Muted Zimbabwe Tip-toe Into Town

May 2: Tour turns the spotlight on Mugabe, writes Mike Selvey.
The cricketing representatives of a murderous regime arrived in England yesterday morning for a tour that should never be taking place. However, the fact that they are here may well serve further to highlight the human-rights violations inflicted on the people of Zimbabwe by the patron of its cricket board, Robert Mugabe.

Hours after their arrival at Gatwick airport the chairman of the Zimbabwe Cricket Union, Peter Chingoka, a longstanding and respected administrator who despite the stated apolitical nature of his organisation must be under immense pressure from his government, attempted to distance his players from controversy.

He cited hypocrisy on the part of those who choose to single out cricketers from other Zimbabwean sports teams and individuals, and those who fail to recognise that many British companies continue to trade in that country. But it carried no conviction. Sport and politics, politics and sport, oil and water. It is the same old mantra.

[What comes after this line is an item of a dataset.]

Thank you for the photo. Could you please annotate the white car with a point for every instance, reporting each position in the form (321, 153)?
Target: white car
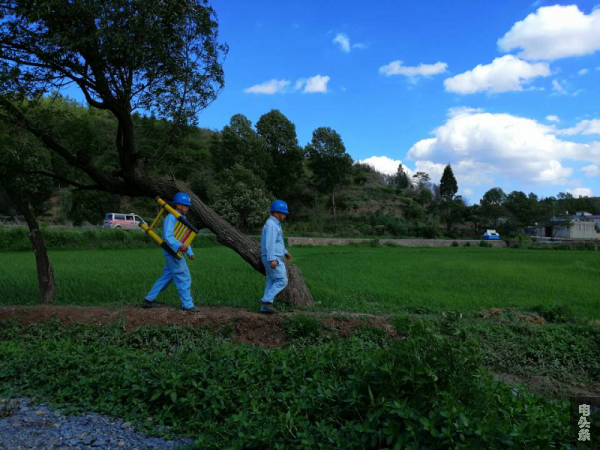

Controversy there certainly is, and it will not disappear when the cricket starts. Zimbabwe's presence here, and England's bewildering commitment to a reciprocal tour next year, shows both moral redundancy and avarice on the part of the England and Wales Cricket Board.

It is barely a couple of months since, amid much acrimony and to general scorn, they instructed the England side not to fulfil a World Cup fixture in Harare, citing not ethical reasons as a number of players would have liked, but those of safety after receiving a threatening letter from a dissident group calling itself the Sons and Daughters of Zimbabwe.

The ECB does not seem to have acquired a conscience since and reports do not suggest that Zimbabwe has become more secure since the World Cup. Perhaps they are hoping the Sons and Daughters will resurrect themselves with another get-out clause when the time comes.

As there has been no suggestion that the International Cricket Council has placed pressure on the ECB to fulfil these commitments as a means of retaining the integrity of its Test match championship, this has to be about money alone. Failure to play the World Cup match could cost the board several millions of pounds - money that will be cut from budgets right through the system - and although there were contingencies in place, cancellation of this tour would have pared the income yet further.

The ECB has an obligation to all levels of the game here, but does not appear to have given undue thought to any possible alternatives.

"It upsets me when people say we are putting money before morality," protested the ECB chief executive Tim Lamb yesterday. "I think there are double standards here. It is unfair for cricket to have to make political decisions. We don't think the Zimbabwe cricketers are any more the henchmen of Robert Mugabe than the England players are the foot soldiers of Tony Blair. They are representing their country at cricket."

Who said life is fair, though; it certainly is not in Zimbabwe. Cricketers, like most other people, are capable of making political decisions and may even have done so in the local elections yesterday. They can, if they have the moral and physical courage of the former Zimbabwean cricketers Andy Flower and Henry Olonga - whose black-armband protest during their own first World Cup game effectively ended their international careers - even make the boldest of statements, although that is not likely to be repeated in the coming weeks by either side.

Zimbabwe are a weakened side anyway with the departure of Flower in particular and despite Chingoka's assertion to the contrary, rumours persist that the side has been chosen to contain no one who will rock the political boat.

Olonga's appeal yesterday that his fellow countrymen should use the platform of an England tour to speak out as did he and Flower will certainly fall on deaf ears.

"It is not correct that our players have been told not to comment on things," said Chingoka, when asked on the rumours that anyone who speaks out of turn will be expelled from the tour. "But we do encourage the players to concentrate on the cricket."

Instead the protests will come from the periphery. There was strong security but no trouble at Lord's where the team's hierarchy held its first press conference at midday. Outside the ground, where significant police had mustered, protest was restricted to the activist Peter Tatchell, a handful of others and banners reading No Cricket While Mugabe Kills and Latest Score: Zimbawe 3,409 Tortured, 260 Killed.

From small beginnings though, something more significant may grow, starting, if not at Edgbaston tomorrow, where the tourists play a one-day warm-up game against British Universities, then probably at Worcester a week today when they begin their fixtures proper, and in an itinerary that includes the first Test at Lord's starting on May 22. For the captain Heath Streak and his team, life on and off the field may not be so quiet again.